The prior art is replete with various systems for detecting the height of a combine header above the ground surface and for automatically adjusting the header height during harvesting operations to follow the contours of the field. While each of these prior art systems may serve their intended purpose and while each may perform adequately under most circumstances, heretofore, there have been no header height control systems that can provide the necessary sensitivity and responsiveness needed for corn headers when the crop divider snouts are being run at or near the ground in an effort to pick up “downed” corn, i.e., when the corn stalks are lying on the ground due to wind storms or other circumstances.

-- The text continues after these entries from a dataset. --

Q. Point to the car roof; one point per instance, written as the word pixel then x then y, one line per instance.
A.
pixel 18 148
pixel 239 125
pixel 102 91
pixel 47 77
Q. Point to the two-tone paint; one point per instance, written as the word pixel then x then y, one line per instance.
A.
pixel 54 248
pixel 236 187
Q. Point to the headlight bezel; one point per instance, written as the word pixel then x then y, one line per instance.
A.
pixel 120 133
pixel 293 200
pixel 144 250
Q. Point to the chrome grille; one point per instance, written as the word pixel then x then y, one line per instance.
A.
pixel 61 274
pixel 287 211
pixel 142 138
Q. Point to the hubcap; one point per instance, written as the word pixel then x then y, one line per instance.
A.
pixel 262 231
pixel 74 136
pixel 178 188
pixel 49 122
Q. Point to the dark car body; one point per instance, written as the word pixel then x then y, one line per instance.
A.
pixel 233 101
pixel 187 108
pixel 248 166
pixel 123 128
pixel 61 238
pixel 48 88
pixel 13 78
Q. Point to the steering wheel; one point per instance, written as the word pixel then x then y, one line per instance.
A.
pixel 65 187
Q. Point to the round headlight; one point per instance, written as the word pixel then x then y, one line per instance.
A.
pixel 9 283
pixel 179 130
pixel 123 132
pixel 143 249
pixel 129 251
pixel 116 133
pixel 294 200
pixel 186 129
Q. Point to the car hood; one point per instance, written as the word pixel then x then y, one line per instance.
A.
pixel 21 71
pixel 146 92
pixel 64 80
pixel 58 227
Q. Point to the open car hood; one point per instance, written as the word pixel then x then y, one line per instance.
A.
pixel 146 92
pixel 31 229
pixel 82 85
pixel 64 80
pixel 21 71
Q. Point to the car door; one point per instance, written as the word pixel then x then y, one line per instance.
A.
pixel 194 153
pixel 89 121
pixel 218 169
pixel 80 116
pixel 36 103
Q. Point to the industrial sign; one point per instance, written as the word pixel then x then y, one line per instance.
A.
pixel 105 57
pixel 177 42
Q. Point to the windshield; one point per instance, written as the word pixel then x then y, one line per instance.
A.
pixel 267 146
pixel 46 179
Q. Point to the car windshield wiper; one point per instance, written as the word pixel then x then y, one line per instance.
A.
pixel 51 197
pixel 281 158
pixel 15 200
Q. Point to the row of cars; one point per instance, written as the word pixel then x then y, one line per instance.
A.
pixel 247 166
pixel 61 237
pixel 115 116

U.S. Pat. No. 6,202,395 to Gramm (hereinafter “Gramm '395”) and U.S. Pat. No. 6,523,333 to Metzger (hereinafter Metzger '333), both of which are hereby incorporated herein in their entirety by reference, describe the need for automatically controlling header height and the advantages achieved through the use of height sensors mounted near the snout tips of the header. In both Gramm '395 and Metzger '333 the height sensors generate output signals of varying magnitude based on the rotational position of the sensing arm relative to the crop divider snout. The electrical output signals from the height sensors are communicated to the combine's header control system to automatically actuate the combine's hydraulics to raise and lower the header in response to the output signals of the height sensor. Neither Gramm '395 nor Metzger '333, however, discuss the effects of the sensitivity or responsiveness of the height sensor when the crop divider snouts are being run at or near the ground.

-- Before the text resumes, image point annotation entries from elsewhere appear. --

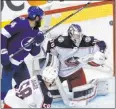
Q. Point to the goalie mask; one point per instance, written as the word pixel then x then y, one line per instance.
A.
pixel 75 33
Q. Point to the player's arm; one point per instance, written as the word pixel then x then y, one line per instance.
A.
pixel 36 47
pixel 7 33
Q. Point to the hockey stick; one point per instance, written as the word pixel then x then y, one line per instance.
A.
pixel 33 39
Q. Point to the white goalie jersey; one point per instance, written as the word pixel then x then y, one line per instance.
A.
pixel 69 54
pixel 32 93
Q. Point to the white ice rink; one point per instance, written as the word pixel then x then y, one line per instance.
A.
pixel 102 30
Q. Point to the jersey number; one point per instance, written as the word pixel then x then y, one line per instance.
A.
pixel 24 90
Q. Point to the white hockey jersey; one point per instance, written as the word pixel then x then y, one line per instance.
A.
pixel 68 53
pixel 32 93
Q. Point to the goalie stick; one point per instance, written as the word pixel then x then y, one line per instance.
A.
pixel 33 39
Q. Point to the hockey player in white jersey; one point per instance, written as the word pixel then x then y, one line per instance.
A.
pixel 33 92
pixel 70 50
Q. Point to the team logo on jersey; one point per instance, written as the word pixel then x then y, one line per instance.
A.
pixel 13 24
pixel 87 39
pixel 26 43
pixel 22 18
pixel 72 61
pixel 60 39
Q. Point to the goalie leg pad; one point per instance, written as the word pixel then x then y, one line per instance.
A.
pixel 76 79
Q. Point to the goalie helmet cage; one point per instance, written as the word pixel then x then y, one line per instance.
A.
pixel 56 15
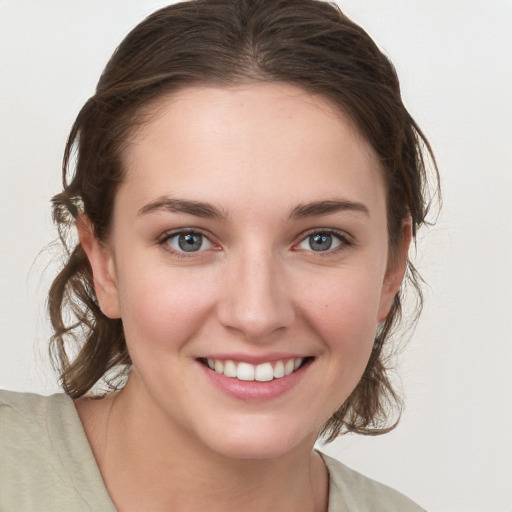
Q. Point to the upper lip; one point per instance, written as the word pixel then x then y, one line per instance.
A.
pixel 255 359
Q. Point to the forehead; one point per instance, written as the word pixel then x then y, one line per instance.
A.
pixel 264 141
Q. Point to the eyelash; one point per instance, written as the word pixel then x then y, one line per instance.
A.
pixel 167 237
pixel 340 236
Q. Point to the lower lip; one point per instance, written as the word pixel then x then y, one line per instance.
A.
pixel 255 390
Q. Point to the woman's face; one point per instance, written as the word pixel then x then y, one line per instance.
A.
pixel 248 241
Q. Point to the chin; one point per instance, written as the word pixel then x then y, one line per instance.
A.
pixel 258 442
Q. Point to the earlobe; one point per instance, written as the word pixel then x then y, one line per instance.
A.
pixel 103 269
pixel 395 271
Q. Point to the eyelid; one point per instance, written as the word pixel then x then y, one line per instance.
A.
pixel 344 238
pixel 168 235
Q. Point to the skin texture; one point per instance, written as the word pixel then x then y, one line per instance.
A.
pixel 255 291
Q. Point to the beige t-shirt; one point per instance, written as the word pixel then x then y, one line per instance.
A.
pixel 47 465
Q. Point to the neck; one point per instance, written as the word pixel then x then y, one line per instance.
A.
pixel 149 464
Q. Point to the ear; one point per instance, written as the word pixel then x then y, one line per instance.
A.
pixel 395 271
pixel 103 269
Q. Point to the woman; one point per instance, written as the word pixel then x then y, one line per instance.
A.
pixel 246 187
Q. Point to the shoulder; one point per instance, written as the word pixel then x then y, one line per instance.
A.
pixel 46 461
pixel 350 491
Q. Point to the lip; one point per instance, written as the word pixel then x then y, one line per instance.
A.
pixel 254 390
pixel 256 359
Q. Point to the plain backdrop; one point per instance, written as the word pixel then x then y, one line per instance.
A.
pixel 452 450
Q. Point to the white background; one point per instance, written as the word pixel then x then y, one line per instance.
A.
pixel 452 450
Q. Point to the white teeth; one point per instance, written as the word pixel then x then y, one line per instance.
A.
pixel 288 367
pixel 279 370
pixel 230 369
pixel 264 372
pixel 245 371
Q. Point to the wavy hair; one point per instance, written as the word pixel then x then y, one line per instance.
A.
pixel 308 43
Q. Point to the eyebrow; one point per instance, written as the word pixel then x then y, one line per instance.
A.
pixel 209 211
pixel 302 211
pixel 196 208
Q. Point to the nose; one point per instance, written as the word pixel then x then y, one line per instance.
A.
pixel 256 303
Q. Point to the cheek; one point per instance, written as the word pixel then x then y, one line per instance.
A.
pixel 163 309
pixel 343 311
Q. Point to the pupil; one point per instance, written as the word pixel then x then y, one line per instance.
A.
pixel 190 242
pixel 320 242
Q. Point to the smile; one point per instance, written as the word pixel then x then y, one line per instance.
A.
pixel 264 372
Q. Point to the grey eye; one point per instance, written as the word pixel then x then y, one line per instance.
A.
pixel 320 242
pixel 189 242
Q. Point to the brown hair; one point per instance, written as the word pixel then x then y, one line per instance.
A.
pixel 308 43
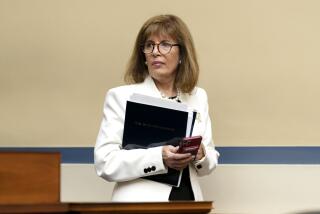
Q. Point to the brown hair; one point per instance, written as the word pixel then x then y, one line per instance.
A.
pixel 188 70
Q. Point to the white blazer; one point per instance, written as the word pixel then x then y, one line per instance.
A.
pixel 126 167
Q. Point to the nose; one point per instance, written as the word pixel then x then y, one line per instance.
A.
pixel 155 50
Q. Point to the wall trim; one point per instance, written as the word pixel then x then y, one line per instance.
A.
pixel 228 155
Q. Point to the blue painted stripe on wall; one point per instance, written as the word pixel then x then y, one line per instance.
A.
pixel 228 155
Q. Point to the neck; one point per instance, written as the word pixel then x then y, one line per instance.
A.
pixel 166 88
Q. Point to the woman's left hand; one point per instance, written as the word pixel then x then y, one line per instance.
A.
pixel 200 153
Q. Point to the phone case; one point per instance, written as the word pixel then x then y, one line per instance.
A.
pixel 190 145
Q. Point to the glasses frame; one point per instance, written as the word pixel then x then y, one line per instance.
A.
pixel 158 44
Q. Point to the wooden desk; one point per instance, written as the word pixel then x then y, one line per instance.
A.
pixel 29 178
pixel 148 207
pixel 108 208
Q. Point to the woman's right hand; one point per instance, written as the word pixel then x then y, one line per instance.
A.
pixel 175 160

Although it is advantageous to place height sensors near the tips of the snouts for the reasons disclosed in Gramm '395 and Metzger '333, it should be appreciated that after the snout tips touch the ground and the rest of header continues to be lowered, the actual header height will no longer have the same near-linear proportionality to the movement of the height sensing arms because the height sensor arm will rotate very little relative to the snout to which it is mounted. As a result, a larger effective “dead band” is developed at the most critical operating heights of the header, thereby increasing likelihood of impact of the header with the ground surface or the undesired loss of crop should the operator choose instead to raise the header to avoid the chance of ground impact. Even with the proportional header control systems available on late model combines which cause the headers to raise quicker when the height sensors indicate abrupt ground elevation changes, the responsiveness of such proportional systems is still compromised when the snouts are being run at ground level due to the limited rotational movement of the height sensor at such positions.
Accordingly, there is a need for a header height control system that takes advantage of a height sensor located as far forward on the crop dividing snout as practicable to allow earlier ground sensing so as to provide maximum warning time for the header height control system to respond to terrain changes, while at the same time improving the responsiveness of the control system when the header is being run at or near the ground surface.